R: L’Islam condanna senza condizioni l’ingiustizia e l’oppressione; non vi sono quindi motivazioni per l’esistenza di divisioni fra i movimenti della Resistenza Islamica. Negli ultimi anni, e soprattutto dall’inizio della seconda Intifada, i contatti e le relazioni tra i movimenti di resistenza della regione si sono fatti sempre più intensi, e con l’aiuto di Dio si intensificheranno sempre di più. Le parole di Seyyed Nasrallah la settimana scorsa, e la presenza di Khaled Mashaal al suo fianco, ne sono un’ulteriore dimostrazione. Le guide politiche e religiose più illuminate ed accorte sono coscienti che chi oggi soffia sul fuoco delle divisioni tra sciiti e sunniti, persiani ed arabi, turchi e kurdi, non sono altro che i nemici dell’Islam: immaginiamo un miliardo e mezzo di musulmani, uniti pur nelle loro differenze, quale peso avrebbe nel mondo e quale pericolo rappresenterebbe per gli interessi dell’imperialismo sionista-americano.


9) Abbiamo notato l'assenza di una mobilitazione di massa, a cosa la attribuisce?

R: Abbiamo auspicato e ci siamo mobilitati, contattando anche direttamente esponenti di altre associazioni islamiche, per la realizzazione di una manifestazione unitaria il sabato successivo al martirio di Shaykh Yassin. Purtroppo, per ragioni che non sappiamo, tutti hanno declinato il nostro invito.

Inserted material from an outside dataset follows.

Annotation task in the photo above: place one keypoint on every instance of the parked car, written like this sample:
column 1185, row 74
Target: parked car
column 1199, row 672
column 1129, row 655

Sicuramente, se avessimo avuto la forza numerica, saremmo andati anche da soli a ricordare il martirio di un importante uomo religioso islamico, di scuola sunnita, così come hanno fatto gli sciiti ovunque nel mondo (vedi Iran, Iraq, Libano, ecc.).


10) Israele ora cerca di alimentare allarmismo, passando immediatamente dalla parte della vittima. Non ultima la chiara sceneggiata del bambino assoldato per farsi esplodere. Come interpretate tali gesti?

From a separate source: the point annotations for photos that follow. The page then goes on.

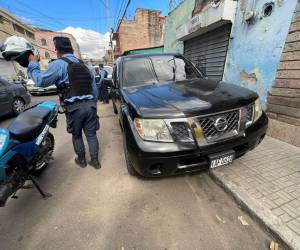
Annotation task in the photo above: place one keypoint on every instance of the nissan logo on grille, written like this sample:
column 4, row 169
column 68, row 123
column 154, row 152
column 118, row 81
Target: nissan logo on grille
column 221, row 124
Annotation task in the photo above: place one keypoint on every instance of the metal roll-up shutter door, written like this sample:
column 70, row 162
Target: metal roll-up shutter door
column 7, row 70
column 208, row 51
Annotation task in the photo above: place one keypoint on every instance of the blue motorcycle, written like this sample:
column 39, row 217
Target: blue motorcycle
column 26, row 148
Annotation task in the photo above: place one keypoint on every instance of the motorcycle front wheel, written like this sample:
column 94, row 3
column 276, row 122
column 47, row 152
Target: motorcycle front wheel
column 45, row 155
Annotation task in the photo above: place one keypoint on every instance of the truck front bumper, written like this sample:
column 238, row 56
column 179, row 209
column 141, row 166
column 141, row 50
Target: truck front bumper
column 153, row 159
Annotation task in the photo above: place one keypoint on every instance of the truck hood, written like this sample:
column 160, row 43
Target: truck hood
column 187, row 98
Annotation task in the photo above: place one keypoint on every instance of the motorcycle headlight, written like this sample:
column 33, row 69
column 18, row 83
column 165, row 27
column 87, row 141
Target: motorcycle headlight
column 257, row 110
column 153, row 130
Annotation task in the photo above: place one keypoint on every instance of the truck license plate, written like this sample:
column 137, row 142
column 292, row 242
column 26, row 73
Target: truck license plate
column 221, row 159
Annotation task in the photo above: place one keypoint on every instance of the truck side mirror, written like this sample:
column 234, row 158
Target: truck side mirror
column 109, row 82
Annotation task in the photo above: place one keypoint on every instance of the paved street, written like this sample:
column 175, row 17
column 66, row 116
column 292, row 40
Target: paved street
column 108, row 209
column 267, row 181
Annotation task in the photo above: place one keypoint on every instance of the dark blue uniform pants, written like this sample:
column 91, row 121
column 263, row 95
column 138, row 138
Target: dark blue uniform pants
column 84, row 118
column 104, row 92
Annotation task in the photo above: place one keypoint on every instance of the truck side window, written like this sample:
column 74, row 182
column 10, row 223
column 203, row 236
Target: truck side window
column 115, row 76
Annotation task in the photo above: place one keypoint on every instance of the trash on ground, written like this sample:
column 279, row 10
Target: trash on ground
column 274, row 245
column 220, row 219
column 243, row 221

R: Israele si è sempre nutrita di propaganda antiaraba e antiislamica, rifacendosi per questo anche al più becero razzismo europeo. Per fare un esempio, all’indomani dell’11 settembre – che le indagini in corso mostrano sempre di più come una strage di Stato – i palestinesi furono additati, di fronte ad un’opinione pubblica mondiale sconcertata, come le uniche persone al mondo che gioivano per quell’orrendo crimine. Non dimentichiamo inoltre che la moltiplicazione propagandistica del numero dei morti avuti dagli ebrei nel secondo conflitto mondiale, è stata sapientemente sfruttata per giustificare la deportazione dei palestinesi e la nascita dell’entità sionista. Gli studi di ebrei come N. Finkelstein non hanno fatto altro che confermare ciò. L’utilizzo dei cristiani o di fazioni politiche occidentali contro l’Islam è inoltre un’altra delle tattiche utilizzate da Israele.


11) Cosa si aspetta nel prossimo futuro?

R: Per quanto riguarda gli scenari internazionali, temiamo che Israele possa realizzare azioni terroristiche in tutto il mondo, facendone ricadere la responsabilità su sedicenti organizzazioni islamiche, allo scopo di dividere sempre più l’Europa ed il mondo islamico. In relazione all’omicidio di Shaykh Yassin, crediamo che azioni vili come queste rappresentino gli ultimi rantoli di un mostro ormai privo di forza che si sta avviando verso la dissoluzione, insh’Allah.